I hadn't previously seen any references to peeled wheat. If it is possible to draw parallels from rice processing, it could be wheat with the outer hull removed (analogous to brown rice), or wheat with both the outer hull and bran layer removed (analagous to polished rice). I don't know which, if either case is correct, so I guess some more research is in order.

sphealey's picture
sphealey

Could you post a review of that UNOX oven? What model is it, how do you use it, and how does it compare to a standard range (assuming standard ranges are what you use in Singapore!). It looks as if it could solve some problems for me.

Also what type of feed does it require? 240V/20A?

Thanks!

sPh

tomsbread's picture
tomsbread

Their website is http://www.unox.it

My oven model is Elena and all the detailed specifications are in the website. I have the oven since Jan and so far I am very happy with it. The manufacturers were not boasting when they said that the temperature controls are precise. When I set the oven to 200 C, my oven thermometer really registered that, and at various locations too. This shows that the heat distribution is good. It is a convection oven and the fan is quite powerful. It changes direction every few minutes. The fan is actually sucking air to the back. The oven interior chamber is insulated and the door is double glass which means it is 'cool' to the touch externally.

It is a convection oven and initially, my breads burnt if I follwed the bread recipes to the letter.

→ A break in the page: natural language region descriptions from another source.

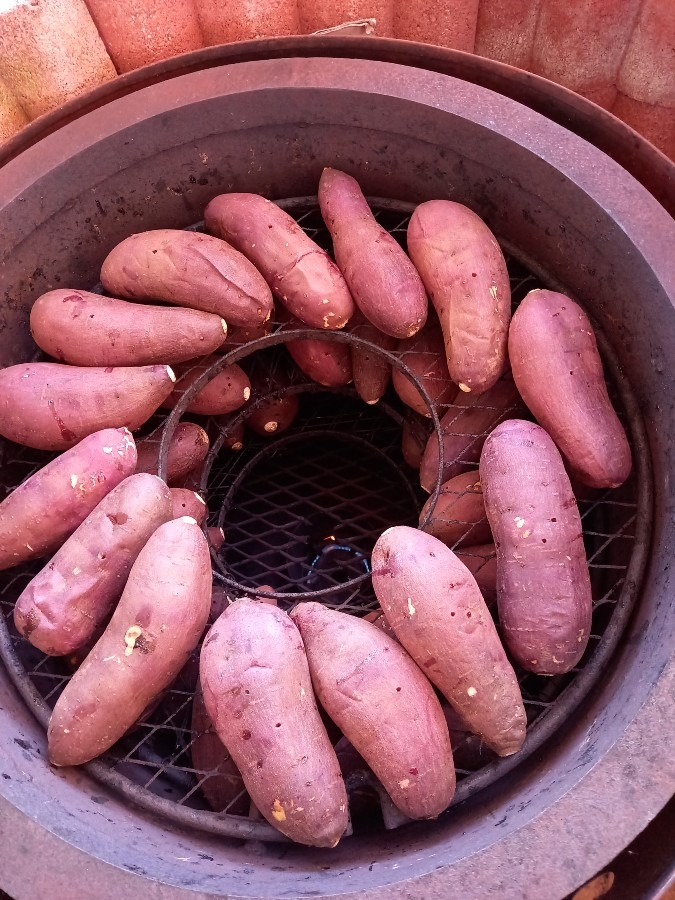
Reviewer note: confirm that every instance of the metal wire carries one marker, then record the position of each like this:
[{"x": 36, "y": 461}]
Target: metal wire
[{"x": 304, "y": 510}]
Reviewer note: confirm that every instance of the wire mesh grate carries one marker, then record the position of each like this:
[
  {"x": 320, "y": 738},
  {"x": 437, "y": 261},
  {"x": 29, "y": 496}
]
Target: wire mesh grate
[{"x": 301, "y": 513}]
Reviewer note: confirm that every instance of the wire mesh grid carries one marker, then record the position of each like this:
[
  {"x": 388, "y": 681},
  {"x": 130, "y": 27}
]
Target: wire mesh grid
[{"x": 303, "y": 510}]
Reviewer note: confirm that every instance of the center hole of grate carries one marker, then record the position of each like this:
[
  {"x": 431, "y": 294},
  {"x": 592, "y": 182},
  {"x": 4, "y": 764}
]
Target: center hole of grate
[{"x": 307, "y": 514}]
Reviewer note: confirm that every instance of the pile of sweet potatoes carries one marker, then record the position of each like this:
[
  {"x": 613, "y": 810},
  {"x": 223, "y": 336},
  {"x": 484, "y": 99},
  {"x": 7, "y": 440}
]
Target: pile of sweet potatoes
[{"x": 127, "y": 584}]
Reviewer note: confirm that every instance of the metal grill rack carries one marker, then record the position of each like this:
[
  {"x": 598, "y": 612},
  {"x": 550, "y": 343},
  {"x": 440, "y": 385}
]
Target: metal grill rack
[{"x": 301, "y": 513}]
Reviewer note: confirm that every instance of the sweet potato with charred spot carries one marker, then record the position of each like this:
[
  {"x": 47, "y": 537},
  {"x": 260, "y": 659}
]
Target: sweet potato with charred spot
[
  {"x": 464, "y": 272},
  {"x": 434, "y": 605},
  {"x": 481, "y": 561},
  {"x": 188, "y": 448},
  {"x": 154, "y": 629},
  {"x": 227, "y": 390},
  {"x": 189, "y": 269},
  {"x": 558, "y": 370},
  {"x": 43, "y": 511},
  {"x": 383, "y": 705},
  {"x": 50, "y": 406},
  {"x": 61, "y": 609},
  {"x": 87, "y": 329},
  {"x": 372, "y": 372},
  {"x": 187, "y": 503},
  {"x": 382, "y": 280},
  {"x": 224, "y": 788},
  {"x": 458, "y": 518},
  {"x": 302, "y": 275},
  {"x": 543, "y": 583},
  {"x": 424, "y": 355},
  {"x": 258, "y": 694},
  {"x": 464, "y": 428}
]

Breads baked in convection ovens have to be done at a slightly lower temperature. However, sometimes I find that I have to lower the temperatures significantly to achieve the results shown in the books. This made me wonder if cook book writers are doing some form of temperature compensation knowing that typical home ovens are not efficiently insulated enough but then that is yet another moot point.

The steam injection is achieved by dripping water onto the fan which scatter the droplets onto the heating element. You will need a water source for this.

As I have only used it for about 5 months, I cannot comment about its reliability. My old oven broke down 3 times in 1.5 years. The last straw came when the glass door shattered after I baked a bread in it. So if you ask me, I am very happy with my present oven, especially since it didn't burn a big hole in my pocket.

sphealey's picture
sphealey

Thanks for the information; I am searching for a US distributor.